Two years ago, a failed medical device maker called Bioptix abandoned its original business, ordered thousands of Bitcoin (BTC 0.84%) mining rigs, and rebranded itself as Riot Blockchain (RIOT 3.62%). At the time, it seemed like Riot was just another company trying to jump on the full Bitcoin and blockchain bandwagon to attract new investors.
However, the soaring price of Bitcoin and the rally in meme shares subsequently pushed Riot’s stock price into single digits to nearly $78 last February. At that peak, Riot was valued at $6.1 billion, or 29 times the $213 million in revenue it would generate in 2021. But today, Riot is trading at around $5 a share with a market capitalization of around $660 million. , minus more than double the revenue it is expected to generate in 2022.
Riot shares collapsed as rising interest rates steered investors away from riskier investments like growth stocks and cryptocurrencies. That exodus caused the price of Bitcoin to fall from a peak of about $65,000 in November to around $20,000 today. That was bad news for Riot, whose entire business and frothy valuations were closely tied to the volatile price of Bitcoin.
But if the Bitcoin price finally bottoms out, could Riot Blockchain stock soar again?
Buy more miners, mine more Bitcoin
Riot’s strategy is simple: raise cash, buy more Bitcoin mining rigs from Bitmain, mine more Bitcoin, and recognize that Bitcoin as revenue. By the end of May, it had deployed a fleet of approximately 43,458 mining rigs with a hash rate capacity of 4.6 exhashes per second (EH/s). The EH/s metric is used to measure the overall efficiency of a Bitcoin miner’s operations.
Riot expects to complete its full deployment of approximately 120,150 miners by January, giving it a hashrate capacity of 12.8 EH/s, so it could nearly triple its scale next year. Riot acquired a large Bitcoin mining facility called Whinstone last year to speed up its expansion.
However, Riot’s main rival, Marathon Digital (MARA 6.80%), has an even more ambitious goal. Marathon’s active fleet of 36,830 active mining rigs had a hash rate capacity of 3.9 EH/s at the end of May, making it slightly smaller than Riot, but it says it hopes to deploy 199,000 miners to achieve a total hash rate capacity of 23.3 EH/s in early 2023.
Is the Riot Blockchain business model sustainable?

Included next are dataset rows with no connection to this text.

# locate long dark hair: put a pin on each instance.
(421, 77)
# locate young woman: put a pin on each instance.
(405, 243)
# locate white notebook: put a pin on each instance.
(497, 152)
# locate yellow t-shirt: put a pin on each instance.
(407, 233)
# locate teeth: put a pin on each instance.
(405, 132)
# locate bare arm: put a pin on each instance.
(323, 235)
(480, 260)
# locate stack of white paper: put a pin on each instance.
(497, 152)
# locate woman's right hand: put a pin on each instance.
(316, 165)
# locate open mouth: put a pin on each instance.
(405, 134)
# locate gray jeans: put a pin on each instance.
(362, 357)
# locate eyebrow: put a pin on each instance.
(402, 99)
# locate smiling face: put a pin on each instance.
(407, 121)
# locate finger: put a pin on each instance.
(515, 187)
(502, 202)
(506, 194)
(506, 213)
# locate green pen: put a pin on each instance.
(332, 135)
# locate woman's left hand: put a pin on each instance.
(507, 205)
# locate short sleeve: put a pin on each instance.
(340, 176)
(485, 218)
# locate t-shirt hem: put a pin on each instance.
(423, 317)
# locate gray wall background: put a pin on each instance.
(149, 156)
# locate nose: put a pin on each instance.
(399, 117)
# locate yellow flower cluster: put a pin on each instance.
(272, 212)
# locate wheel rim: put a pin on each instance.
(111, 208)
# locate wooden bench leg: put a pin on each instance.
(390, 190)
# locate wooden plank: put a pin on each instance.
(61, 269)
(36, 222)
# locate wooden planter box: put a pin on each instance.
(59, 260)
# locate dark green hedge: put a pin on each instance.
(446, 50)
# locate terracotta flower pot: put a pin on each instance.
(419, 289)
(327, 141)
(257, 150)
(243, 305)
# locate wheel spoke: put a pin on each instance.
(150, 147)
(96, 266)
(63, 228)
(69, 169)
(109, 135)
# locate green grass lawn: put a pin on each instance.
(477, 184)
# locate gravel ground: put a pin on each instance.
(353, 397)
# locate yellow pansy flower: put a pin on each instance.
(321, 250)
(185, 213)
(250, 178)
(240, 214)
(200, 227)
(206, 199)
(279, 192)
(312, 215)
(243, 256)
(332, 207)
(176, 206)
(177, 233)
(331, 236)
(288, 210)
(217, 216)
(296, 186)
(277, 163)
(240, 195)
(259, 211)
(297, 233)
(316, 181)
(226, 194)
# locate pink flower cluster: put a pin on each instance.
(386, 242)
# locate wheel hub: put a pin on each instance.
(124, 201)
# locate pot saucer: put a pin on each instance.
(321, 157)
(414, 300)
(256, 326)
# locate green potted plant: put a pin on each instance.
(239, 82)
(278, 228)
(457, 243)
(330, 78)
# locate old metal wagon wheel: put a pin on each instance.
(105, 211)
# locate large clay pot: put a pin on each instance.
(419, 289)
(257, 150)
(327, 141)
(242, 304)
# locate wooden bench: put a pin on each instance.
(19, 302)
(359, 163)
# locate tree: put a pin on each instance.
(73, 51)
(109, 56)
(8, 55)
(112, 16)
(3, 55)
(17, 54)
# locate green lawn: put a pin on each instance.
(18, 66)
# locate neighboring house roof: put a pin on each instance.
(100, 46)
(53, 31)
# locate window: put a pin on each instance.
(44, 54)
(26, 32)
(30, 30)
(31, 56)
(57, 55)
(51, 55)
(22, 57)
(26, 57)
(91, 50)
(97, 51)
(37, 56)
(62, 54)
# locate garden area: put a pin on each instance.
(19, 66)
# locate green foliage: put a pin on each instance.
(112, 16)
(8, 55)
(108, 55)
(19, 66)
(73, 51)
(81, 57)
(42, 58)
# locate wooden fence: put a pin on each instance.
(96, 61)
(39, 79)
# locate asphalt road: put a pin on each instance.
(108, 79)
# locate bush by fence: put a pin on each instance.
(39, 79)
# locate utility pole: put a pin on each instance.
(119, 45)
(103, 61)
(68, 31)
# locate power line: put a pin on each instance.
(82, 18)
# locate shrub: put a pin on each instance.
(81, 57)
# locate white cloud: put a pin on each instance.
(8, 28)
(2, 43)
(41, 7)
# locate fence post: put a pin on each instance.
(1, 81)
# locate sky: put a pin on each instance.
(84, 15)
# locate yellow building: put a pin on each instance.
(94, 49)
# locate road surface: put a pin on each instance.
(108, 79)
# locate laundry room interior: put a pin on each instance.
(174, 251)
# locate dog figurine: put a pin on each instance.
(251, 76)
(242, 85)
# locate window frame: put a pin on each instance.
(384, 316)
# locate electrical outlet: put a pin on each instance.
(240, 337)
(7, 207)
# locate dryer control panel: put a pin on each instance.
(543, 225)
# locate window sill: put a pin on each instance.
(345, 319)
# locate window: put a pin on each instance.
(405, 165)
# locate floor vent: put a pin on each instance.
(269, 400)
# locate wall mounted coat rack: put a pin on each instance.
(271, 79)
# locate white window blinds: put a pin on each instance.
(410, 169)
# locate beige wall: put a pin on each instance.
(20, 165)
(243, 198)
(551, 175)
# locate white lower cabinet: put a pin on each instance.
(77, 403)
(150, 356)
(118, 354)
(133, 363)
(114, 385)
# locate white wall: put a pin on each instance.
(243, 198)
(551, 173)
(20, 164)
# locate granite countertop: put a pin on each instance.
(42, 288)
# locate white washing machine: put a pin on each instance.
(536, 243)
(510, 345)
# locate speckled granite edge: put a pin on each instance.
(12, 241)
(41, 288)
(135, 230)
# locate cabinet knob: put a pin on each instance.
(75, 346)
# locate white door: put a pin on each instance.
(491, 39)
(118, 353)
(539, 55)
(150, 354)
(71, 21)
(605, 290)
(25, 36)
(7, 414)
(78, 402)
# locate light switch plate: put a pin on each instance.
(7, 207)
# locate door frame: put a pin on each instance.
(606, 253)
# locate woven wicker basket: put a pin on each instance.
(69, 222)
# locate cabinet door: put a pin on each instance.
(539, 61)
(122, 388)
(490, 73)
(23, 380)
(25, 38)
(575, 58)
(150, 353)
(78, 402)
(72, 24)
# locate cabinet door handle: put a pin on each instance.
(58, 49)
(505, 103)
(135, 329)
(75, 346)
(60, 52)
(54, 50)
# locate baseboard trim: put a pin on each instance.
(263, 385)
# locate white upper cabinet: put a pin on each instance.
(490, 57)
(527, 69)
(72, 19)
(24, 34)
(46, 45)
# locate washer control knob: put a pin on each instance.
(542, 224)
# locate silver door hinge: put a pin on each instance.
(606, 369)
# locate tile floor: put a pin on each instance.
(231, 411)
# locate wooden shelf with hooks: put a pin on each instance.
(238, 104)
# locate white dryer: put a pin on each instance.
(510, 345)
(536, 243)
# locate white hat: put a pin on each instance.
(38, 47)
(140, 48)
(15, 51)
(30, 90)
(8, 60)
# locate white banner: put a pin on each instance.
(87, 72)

In 2021, Riot’s revenue has skyrocketed nearly 18 times and its net loss has shrunk. Its revenue continued to rise in the first quarter of 2022, and it actually turned profitable after selling its stake in Canadian cryptocurrency exchange Coinsquare through a share swap deal with fintech company Mogo (MOGO -2.41%). .
Riot had 6,536 Bitcoins, all of which he had mined himself, at the end of May. Those holdings are worth $132.6 million as of this writing, and he had another $113.6 million in cash on his balance sheet at the end of April. Riot generated a net profit of $7.5 million by selling 250 Bitcoins in May.
Marathon, who initially bought a large percentage of his Bitcoins instead of mining them, had 9,941 Bitcoins, currently worth $201.6 million, as well as $59.6 million in cash at the end of May. However, Marathon’s net losses widened in 2021 and it remained unprofitable in the first quarter of 2022.
Riot ended the first quarter with a surprisingly low debt-to-equity ratio of 0.1. Marathon, which completed a convertible debt offering last year, has a much higher debt-to-equity ratio of 1.0. That lower leverage should give Riot a lot more breathing room than Marathon until the Bitcoin price recovers, assuming it does.
Should you believe the analyst estimates for Riot?
Analysts expect Riot’s revenue to rise 82% this year and then grow another 64% in 2023. They also expect it to remain profitable this year before increasing its earnings per share (EPS) by roughly 70% in 2023.
Based on those expectations, Riot stock looks very cheap at 7 times future earnings. However, investors should take those estimates with a grain of salt because they are tied to the unpredictable price of Bitcoin. Many analysts likely modeled their projections for the company based on higher Bitcoin prices last year, and may not yet have lowered them to account for recent macroeconomic headwinds and the sharp decline in the cryptocurrency market.
However, Riot’s current market cap of around $660 million isn’t much higher than the total assets of $440 million it had at the end of the first quarter. Therefore, its downside potential should be quite limited even if the price of Bitcoin falls further.
Riot is worth buying if you believe in Bitcoin
If you think the price of Bitcoin will recover, I think it’s safer to just buy the cryptocurrency rather than invest in a miner like Riot. However, Riot’s stock could also outperform Bitcoin if that happens, because it will mine more Bitcoins on its own. In other words, Riot is risky, but it is worth buying at these supply levels if you believe in the future of Bitcoin.
Should I invest $1,000 in Riot Platforms right now?
Before you consider Riot Platforms, you’ll want to hear this.